2b. Finding the right variables
# Reduce the variables for our regression to those with a p-value of < 0.05 when computing their correlation
# coefficient.
sig_attributes = []
for col in df.columns[4:]:
cor, p_value = pearsonr(df['Total Rate'], df[col])
if p_value <= 0.05:
sig_attributes.append(col)
print('{0}\nCorrelation Coefficient: {1}, P-value: {2}\n'.format(col,cor,p_value))
sns.heatmap(df[sig_attributes].corr())
After reducing our variables we can see more clearly which variables are correlated with each other. Four in particular stick out to me:
- Owner Occupy House Rate, 2011-2015 with Poverty Pct.: -0.599762
- Median Household Income with Poverty Pct: -0.665606
- DROPOUT_PCT wiht Poverty Pct: 0.608678
- Median Household Income with DROPOUT_PCT: -0.509701
We're likely going to have to drop even more variables after our regression because many of these variables appear collinear as we would expect. For example, we probably aren't surprised that on average counties with a higher percent of those in the population living under the poverty line have higher high school dropout rates. The reasons for this may be that school funding for such areas may be minimal, students may need to help their parents out with living expenses, etc.
sns.pairplot(df[sig_attributes])
fig , ax1 = plt.subplots(1,1,figsize=(12,5))
sns.distplot(df['Population Density(sq.m)'],ax=ax1,kde=False)
Because there are so many outlier values in the Population Density variable we will not include it in our regression.
2c. OLS Regression
#Let's create a dataset of the with only those variables we think have a relationship with the Total crime Rate
df_final = df[['Total Rate', 'Persons per household', 'Median Household income', 'Poverty Pct.', 'DROPOUT_PCT',
'Owner Occupy House Rate, 2011-2015', 'DivorceRate']]
df_final.columns = ['C_rate', 'PPH', 'MedianIncome', 'PctPoverty', 'PctDropout', 'HouseOwnerRate', 'DivorceRate']
# First we're going to run an OLS regression on all the selected variables.
est1 = ols(formula='C_rate ~ PPH + MedianIncome + PctPoverty + PctDropout + HouseOwnerRate + DivorceRate',
data=df_final).fit()
print(est1.summary())
If we look at the p-values for our variables only two are below our 0.05 designation, PctDropout and HouseOwnerRate.

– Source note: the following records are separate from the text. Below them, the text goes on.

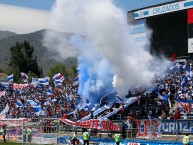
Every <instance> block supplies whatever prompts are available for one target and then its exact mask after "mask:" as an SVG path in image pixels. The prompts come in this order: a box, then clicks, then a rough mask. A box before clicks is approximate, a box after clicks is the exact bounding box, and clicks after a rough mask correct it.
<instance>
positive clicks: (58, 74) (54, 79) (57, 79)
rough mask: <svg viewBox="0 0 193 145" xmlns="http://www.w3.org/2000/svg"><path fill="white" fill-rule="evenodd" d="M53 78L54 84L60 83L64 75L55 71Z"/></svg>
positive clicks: (64, 76)
mask: <svg viewBox="0 0 193 145" xmlns="http://www.w3.org/2000/svg"><path fill="white" fill-rule="evenodd" d="M53 80H54V83H55V84H57V85H61V84H62V83H63V82H64V80H65V76H64V75H63V74H60V73H57V74H55V75H54V77H53Z"/></svg>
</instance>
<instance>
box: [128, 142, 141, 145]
mask: <svg viewBox="0 0 193 145" xmlns="http://www.w3.org/2000/svg"><path fill="white" fill-rule="evenodd" d="M127 145H140V143H133V142H128V144H127Z"/></svg>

est2 = ols(formula='C_rate ~ HouseOwnerRate + PctDropout',data=df_final).fit()
print(est2.summary())
Conclusion
3a. Results
After completing our analysis we found that the percent of high school students that drop out of highschool and the rate of Owner Occupied Housing have a strong relationship with the Total Crime Rate. The results for our final regression tell us quite a few things. An increase of the Owner Occupied Housing Rate by 1% will result in a decrease in the Total Crime Rate on average by about 0.0151% per thousand people. An increase of the percent of high school dropouts by one percent will result in an increase in the Total Crime Rate by 0.0669% per thousand people.
3b. Limitations
There are quite a number of limitations in this analysis but I'll briefly mention a few of them.
A. Limitations of the Analysis itself:
- We only have data for the counties of New York City in the year of 2016. Ideally, we would want to have data for multiple years as well as for different states. Many of the variables did have data going years back, however, some of them didn't.
- There are probably other variables I could have found and included in this analysis but I choose to only use a limited amount because they were only 62 points of data making too many variables potentially problematic.
B. Limitations of trying to understand what affects crime using a data driven approach: (Note that I'm not an expert on the topic)
- Many of the variables that affect crime aren't easily subjected to this form of analysis. Some of these include citizens attitudes towards crime and policies of other components of the criminal justice system.